The physical facilities are of a sort that don’t get built any more. Such palatial space is of another era: stained glass windows, mahogany paneling, marble pillars, and capacious fireplace with antique mantel. The new proprietors have taken full advantage of the former Roger Sherman Inn (before that it was the Union League Club), but they have brightened it with panache. Cushy banquettes are installed along the walls (and along the white-curtained window that provides a view of Yale). A plush rug keeps room tone at a dignified hush.
Service is spectacular. If anything, there is too much of it. The table is de-crumbed after each course. One lad does nothing but replenish and adjust your battery of silverware. Another cruises the room with a lace-wrapped basket from which he dispenses warm rolls.

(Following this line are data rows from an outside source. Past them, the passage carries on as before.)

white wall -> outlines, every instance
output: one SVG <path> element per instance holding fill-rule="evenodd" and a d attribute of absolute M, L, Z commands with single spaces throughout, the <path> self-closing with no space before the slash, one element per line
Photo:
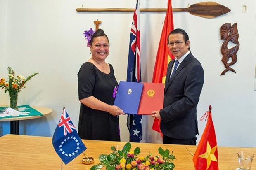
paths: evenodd
<path fill-rule="evenodd" d="M 187 7 L 196 0 L 173 0 L 173 7 Z M 110 2 L 111 2 L 110 3 Z M 215 1 L 231 11 L 211 19 L 174 12 L 174 27 L 190 35 L 190 49 L 201 62 L 205 82 L 197 107 L 199 119 L 212 106 L 213 119 L 218 146 L 256 147 L 255 2 L 243 0 Z M 140 0 L 141 8 L 166 8 L 167 0 Z M 19 94 L 18 104 L 42 106 L 52 109 L 46 117 L 20 121 L 20 133 L 52 136 L 63 105 L 77 126 L 79 112 L 77 73 L 90 55 L 84 30 L 94 21 L 107 34 L 110 53 L 107 61 L 114 68 L 116 78 L 126 80 L 130 31 L 133 13 L 76 12 L 85 8 L 130 8 L 135 0 L 7 0 L 0 1 L 0 77 L 7 77 L 7 67 L 24 76 L 40 74 Z M 247 6 L 242 13 L 242 4 Z M 165 12 L 142 12 L 140 15 L 142 81 L 151 82 Z M 220 28 L 237 22 L 240 46 L 238 60 L 232 67 L 236 74 L 220 73 L 225 67 L 220 60 Z M 8 104 L 8 94 L 0 91 L 0 105 Z M 126 116 L 120 116 L 121 140 L 128 141 Z M 153 142 L 161 143 L 160 135 L 151 129 L 153 119 L 143 117 L 143 135 L 152 135 Z M 199 135 L 206 122 L 199 121 Z M 0 121 L 3 134 L 9 133 L 9 123 Z M 143 142 L 145 142 L 145 140 Z"/>

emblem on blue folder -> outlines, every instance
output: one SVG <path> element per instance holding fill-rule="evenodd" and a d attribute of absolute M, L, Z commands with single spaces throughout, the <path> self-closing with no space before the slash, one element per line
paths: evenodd
<path fill-rule="evenodd" d="M 129 90 L 127 91 L 127 94 L 131 94 L 132 92 L 133 92 L 133 90 L 131 89 L 130 88 L 129 88 Z"/>

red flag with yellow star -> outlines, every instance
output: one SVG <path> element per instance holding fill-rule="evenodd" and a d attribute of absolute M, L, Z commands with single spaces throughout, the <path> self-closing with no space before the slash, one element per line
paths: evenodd
<path fill-rule="evenodd" d="M 168 0 L 167 11 L 164 23 L 153 73 L 152 83 L 164 83 L 168 64 L 171 60 L 175 58 L 171 53 L 170 49 L 167 46 L 167 38 L 171 31 L 173 30 L 173 19 L 171 0 Z M 160 120 L 155 118 L 152 126 L 152 129 L 159 132 L 161 136 L 162 136 L 160 129 Z"/>
<path fill-rule="evenodd" d="M 211 118 L 211 105 L 200 119 L 206 116 L 207 123 L 193 158 L 194 165 L 196 170 L 218 170 L 218 149 L 214 126 Z"/>

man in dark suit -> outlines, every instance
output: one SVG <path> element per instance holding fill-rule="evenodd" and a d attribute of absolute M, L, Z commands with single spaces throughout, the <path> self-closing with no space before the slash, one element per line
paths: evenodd
<path fill-rule="evenodd" d="M 167 41 L 175 58 L 167 68 L 164 108 L 152 112 L 152 116 L 161 120 L 164 144 L 195 145 L 197 105 L 204 84 L 204 70 L 190 51 L 188 35 L 184 30 L 171 31 Z"/>

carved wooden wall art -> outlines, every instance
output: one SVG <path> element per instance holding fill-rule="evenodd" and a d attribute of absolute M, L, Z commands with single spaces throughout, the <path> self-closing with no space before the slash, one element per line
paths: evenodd
<path fill-rule="evenodd" d="M 225 40 L 221 46 L 221 54 L 223 55 L 221 61 L 226 68 L 220 75 L 224 75 L 228 71 L 236 73 L 235 71 L 230 66 L 233 65 L 237 61 L 236 54 L 239 49 L 240 43 L 238 42 L 239 35 L 237 24 L 237 23 L 236 23 L 231 26 L 230 23 L 226 23 L 220 27 L 220 38 L 221 40 Z M 228 44 L 230 41 L 237 45 L 229 49 L 228 48 Z M 231 61 L 229 62 L 230 59 Z"/>
<path fill-rule="evenodd" d="M 157 12 L 166 11 L 167 8 L 140 8 L 140 11 L 145 12 Z M 230 11 L 228 8 L 214 2 L 208 1 L 192 4 L 187 8 L 172 8 L 173 12 L 187 12 L 190 14 L 206 18 L 216 17 Z M 134 8 L 78 8 L 76 11 L 81 12 L 131 12 L 134 11 Z"/>

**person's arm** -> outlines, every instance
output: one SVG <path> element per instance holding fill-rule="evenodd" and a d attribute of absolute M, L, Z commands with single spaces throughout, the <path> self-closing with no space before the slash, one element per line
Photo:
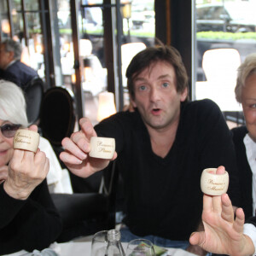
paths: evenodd
<path fill-rule="evenodd" d="M 48 171 L 44 152 L 14 150 L 0 184 L 0 254 L 43 249 L 60 234 L 61 218 L 45 181 Z"/>
<path fill-rule="evenodd" d="M 43 250 L 61 231 L 61 221 L 48 191 L 46 180 L 26 200 L 10 197 L 0 187 L 0 254 Z"/>
<path fill-rule="evenodd" d="M 61 153 L 60 158 L 73 174 L 87 177 L 107 167 L 110 160 L 89 156 L 90 137 L 97 135 L 87 118 L 82 118 L 79 125 L 81 127 L 79 131 L 73 133 L 70 138 L 66 137 L 62 140 L 65 151 Z M 116 157 L 115 152 L 113 160 Z"/>
<path fill-rule="evenodd" d="M 217 173 L 224 173 L 218 168 Z M 241 208 L 234 211 L 227 194 L 221 196 L 204 195 L 202 221 L 204 231 L 194 232 L 189 241 L 204 250 L 232 256 L 252 255 L 255 252 L 252 239 L 243 234 L 244 212 Z"/>

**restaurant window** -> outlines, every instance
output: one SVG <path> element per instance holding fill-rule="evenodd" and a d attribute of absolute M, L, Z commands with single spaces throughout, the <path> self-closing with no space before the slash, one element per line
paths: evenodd
<path fill-rule="evenodd" d="M 7 1 L 0 1 L 0 40 L 10 36 L 10 23 L 8 15 Z"/>
<path fill-rule="evenodd" d="M 210 98 L 243 123 L 235 98 L 237 67 L 256 51 L 256 0 L 195 0 L 195 99 Z"/>
<path fill-rule="evenodd" d="M 59 0 L 61 2 L 63 1 Z M 77 20 L 82 102 L 84 114 L 90 119 L 93 125 L 100 121 L 98 109 L 102 92 L 114 94 L 117 111 L 129 103 L 125 69 L 133 55 L 154 44 L 154 0 L 79 2 Z M 68 86 L 72 78 L 75 77 L 73 61 L 67 61 L 74 59 L 72 38 L 67 32 L 72 15 L 64 15 L 63 13 L 61 18 L 60 11 L 59 5 L 59 24 L 62 26 L 60 33 L 63 43 L 61 48 L 63 49 L 61 68 L 65 84 Z M 125 49 L 123 49 L 125 44 Z M 113 64 L 109 55 L 113 57 Z M 109 77 L 112 71 L 113 79 Z"/>
<path fill-rule="evenodd" d="M 9 3 L 9 4 L 8 4 Z M 38 1 L 3 0 L 1 9 L 1 41 L 12 38 L 22 45 L 21 61 L 38 71 L 45 80 L 44 45 L 41 28 L 43 12 Z"/>

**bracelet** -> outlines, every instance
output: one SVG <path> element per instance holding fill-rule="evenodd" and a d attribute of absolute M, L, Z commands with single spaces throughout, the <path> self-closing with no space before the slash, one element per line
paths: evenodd
<path fill-rule="evenodd" d="M 216 168 L 205 169 L 201 177 L 201 191 L 210 195 L 221 195 L 227 192 L 229 187 L 229 173 L 216 174 Z M 214 173 L 211 173 L 213 172 Z"/>
<path fill-rule="evenodd" d="M 39 145 L 40 136 L 38 132 L 19 129 L 14 138 L 14 148 L 24 149 L 36 153 Z"/>
<path fill-rule="evenodd" d="M 90 157 L 112 159 L 115 151 L 115 140 L 112 137 L 92 137 L 90 138 Z"/>

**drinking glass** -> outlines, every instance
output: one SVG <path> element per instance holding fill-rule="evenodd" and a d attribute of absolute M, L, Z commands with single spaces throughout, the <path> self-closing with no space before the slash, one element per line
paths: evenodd
<path fill-rule="evenodd" d="M 135 239 L 127 245 L 126 256 L 155 256 L 153 243 L 147 239 Z"/>
<path fill-rule="evenodd" d="M 90 256 L 105 256 L 108 246 L 108 230 L 96 233 L 91 241 Z"/>

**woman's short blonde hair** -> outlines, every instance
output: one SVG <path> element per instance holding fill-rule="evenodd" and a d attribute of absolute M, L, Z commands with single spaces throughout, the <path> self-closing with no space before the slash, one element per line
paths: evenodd
<path fill-rule="evenodd" d="M 22 90 L 12 82 L 0 79 L 0 119 L 27 127 L 26 108 Z"/>
<path fill-rule="evenodd" d="M 235 94 L 236 101 L 240 103 L 241 102 L 242 87 L 245 86 L 246 79 L 252 73 L 256 73 L 256 53 L 248 55 L 243 63 L 238 67 Z"/>

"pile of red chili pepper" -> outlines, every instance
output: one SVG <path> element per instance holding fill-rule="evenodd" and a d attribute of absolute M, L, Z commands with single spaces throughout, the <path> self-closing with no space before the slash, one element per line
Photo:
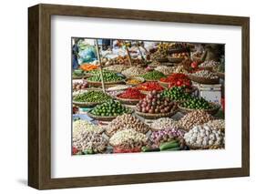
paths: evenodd
<path fill-rule="evenodd" d="M 164 87 L 162 87 L 158 82 L 146 82 L 146 83 L 137 86 L 137 88 L 138 90 L 142 90 L 142 91 L 152 91 L 152 90 L 162 91 L 162 90 L 164 90 Z"/>
<path fill-rule="evenodd" d="M 160 78 L 162 82 L 168 82 L 169 87 L 190 87 L 192 86 L 191 80 L 185 74 L 172 74 L 168 77 Z"/>
<path fill-rule="evenodd" d="M 146 97 L 146 95 L 139 92 L 139 90 L 137 88 L 129 87 L 126 89 L 126 91 L 118 95 L 118 97 L 121 98 L 128 98 L 128 99 L 143 99 Z"/>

The rolls are simply the finest you will get anywhere in Connecticut, similar to the bread at Restaurant du Village but not quite as chewy. They are hot, fresh, yeasty almost to the point of sourness, with a hard, golden crust. As soon as you reduce one to crumbs, the roll boy asks if you want more, supplying a new little tray of butter each time.

One the monthly changing menu, crab taboule seems to be a regular. It is an hors d’oeuvre in which a perfectly molded ring of fine-grained tabouli is filled with fresh crab meat and encircled by citrus mayonnaise. The citrus nature of the mayo is expressed by minuscule nuggets of grapefruit – pink and white – that dot the ivory emulsion.

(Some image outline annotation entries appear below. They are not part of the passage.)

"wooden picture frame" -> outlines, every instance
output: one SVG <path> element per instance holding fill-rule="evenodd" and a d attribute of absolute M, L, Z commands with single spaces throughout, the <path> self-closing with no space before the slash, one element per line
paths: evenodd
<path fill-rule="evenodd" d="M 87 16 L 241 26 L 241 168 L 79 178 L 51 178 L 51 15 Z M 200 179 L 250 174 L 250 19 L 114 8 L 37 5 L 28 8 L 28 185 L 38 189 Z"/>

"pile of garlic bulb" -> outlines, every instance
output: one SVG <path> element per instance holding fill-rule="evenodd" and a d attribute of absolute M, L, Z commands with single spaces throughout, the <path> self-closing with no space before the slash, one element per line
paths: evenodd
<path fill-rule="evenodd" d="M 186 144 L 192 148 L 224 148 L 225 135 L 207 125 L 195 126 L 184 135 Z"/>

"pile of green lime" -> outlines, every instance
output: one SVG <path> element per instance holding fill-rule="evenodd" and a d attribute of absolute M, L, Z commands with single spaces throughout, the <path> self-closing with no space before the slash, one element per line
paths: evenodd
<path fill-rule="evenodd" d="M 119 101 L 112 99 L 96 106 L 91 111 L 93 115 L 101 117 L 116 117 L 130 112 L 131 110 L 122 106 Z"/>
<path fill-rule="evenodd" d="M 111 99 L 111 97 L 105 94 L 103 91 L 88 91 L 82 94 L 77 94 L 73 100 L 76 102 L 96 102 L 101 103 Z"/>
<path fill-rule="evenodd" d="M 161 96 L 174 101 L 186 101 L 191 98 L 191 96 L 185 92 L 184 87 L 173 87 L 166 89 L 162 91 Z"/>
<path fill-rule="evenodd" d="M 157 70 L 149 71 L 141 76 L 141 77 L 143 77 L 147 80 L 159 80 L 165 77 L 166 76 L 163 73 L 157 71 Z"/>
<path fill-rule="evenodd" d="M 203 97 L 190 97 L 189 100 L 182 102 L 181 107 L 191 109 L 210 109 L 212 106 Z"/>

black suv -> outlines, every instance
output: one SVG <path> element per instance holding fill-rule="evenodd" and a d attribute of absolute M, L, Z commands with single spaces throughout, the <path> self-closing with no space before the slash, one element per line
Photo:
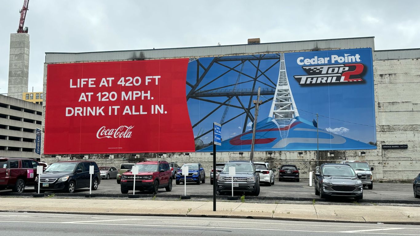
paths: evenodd
<path fill-rule="evenodd" d="M 48 166 L 39 178 L 39 190 L 55 190 L 73 193 L 77 189 L 89 188 L 90 184 L 89 167 L 94 166 L 92 190 L 96 190 L 100 183 L 101 176 L 96 163 L 88 161 L 61 161 Z M 38 177 L 35 178 L 35 191 L 38 191 Z"/>
<path fill-rule="evenodd" d="M 233 176 L 234 191 L 249 192 L 254 196 L 260 194 L 260 173 L 250 161 L 229 161 L 225 164 L 221 172 L 216 177 L 216 193 L 220 195 L 232 191 L 232 176 L 229 175 L 229 168 L 235 167 Z"/>
<path fill-rule="evenodd" d="M 319 169 L 315 173 L 315 195 L 320 198 L 333 196 L 363 199 L 363 184 L 351 166 L 326 163 Z"/>

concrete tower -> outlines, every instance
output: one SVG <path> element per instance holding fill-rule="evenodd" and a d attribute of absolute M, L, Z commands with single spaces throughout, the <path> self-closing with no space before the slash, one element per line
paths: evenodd
<path fill-rule="evenodd" d="M 29 34 L 10 34 L 8 92 L 9 97 L 22 99 L 23 93 L 28 92 L 29 47 Z"/>

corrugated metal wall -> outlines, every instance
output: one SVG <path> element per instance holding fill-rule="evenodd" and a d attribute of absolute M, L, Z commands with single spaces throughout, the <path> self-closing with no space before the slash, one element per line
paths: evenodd
<path fill-rule="evenodd" d="M 142 60 L 174 58 L 190 58 L 293 52 L 348 49 L 370 47 L 375 50 L 374 37 L 352 38 L 320 40 L 297 41 L 214 46 L 196 47 L 167 48 L 80 53 L 46 52 L 46 63 Z"/>
<path fill-rule="evenodd" d="M 398 60 L 420 58 L 420 48 L 375 51 L 375 60 Z"/>

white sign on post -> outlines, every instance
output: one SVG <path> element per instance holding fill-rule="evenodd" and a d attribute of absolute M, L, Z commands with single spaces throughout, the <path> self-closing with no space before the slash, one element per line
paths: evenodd
<path fill-rule="evenodd" d="M 186 196 L 186 176 L 188 175 L 188 172 L 189 170 L 188 169 L 188 165 L 182 166 L 182 175 L 184 176 L 184 195 Z"/>
<path fill-rule="evenodd" d="M 231 178 L 232 179 L 232 197 L 234 196 L 234 176 L 236 175 L 236 168 L 234 166 L 229 167 L 229 176 L 231 176 Z"/>
<path fill-rule="evenodd" d="M 134 175 L 134 182 L 133 183 L 133 195 L 134 195 L 134 192 L 136 191 L 136 175 L 139 174 L 139 166 L 133 165 L 131 168 L 131 173 Z"/>
<path fill-rule="evenodd" d="M 92 175 L 93 174 L 93 166 L 89 166 L 89 174 L 90 174 L 90 185 L 89 185 L 89 194 L 92 194 Z"/>
<path fill-rule="evenodd" d="M 44 167 L 38 165 L 37 167 L 37 174 L 38 175 L 38 194 L 39 194 L 39 183 L 41 182 L 41 175 L 44 170 Z"/>

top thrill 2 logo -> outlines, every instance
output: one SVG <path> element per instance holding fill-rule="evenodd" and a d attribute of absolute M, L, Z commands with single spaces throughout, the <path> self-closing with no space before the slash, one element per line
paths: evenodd
<path fill-rule="evenodd" d="M 307 75 L 294 76 L 299 84 L 322 84 L 363 81 L 361 74 L 364 70 L 362 64 L 343 64 L 312 66 L 302 66 Z"/>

Mussel salad is also circular, but in this case the hub is composed of about a half-dozen fat, out-of-their-shell mussels, and the ‘spokes’ of the wheel are flattened leaves of bibb lettuce. They sit atop a bed of sliced fennel. Here is inspired food preparation: impeccable ingredients combined in ways that encourage you to savor nuances you wouldn’t otherwise know. In this case, the gastronomic theme is one of overwhelming oceanic sensuousness – in taste, texture, and eye appeal.
Another good example of the ‘more is more’ aesthetic is the endive salad. Whole, crisp leaves are meticulously arranged to form a pearlescent teepee, under which are sliced crescents from more endive leaves, bathed in a cool dressing of thinned brie cheese sauce speckled with walnuts. To counteract the bitterness of the endive, tiny nuggets of apple dot the sauce, making the salad at once refreshing and rich.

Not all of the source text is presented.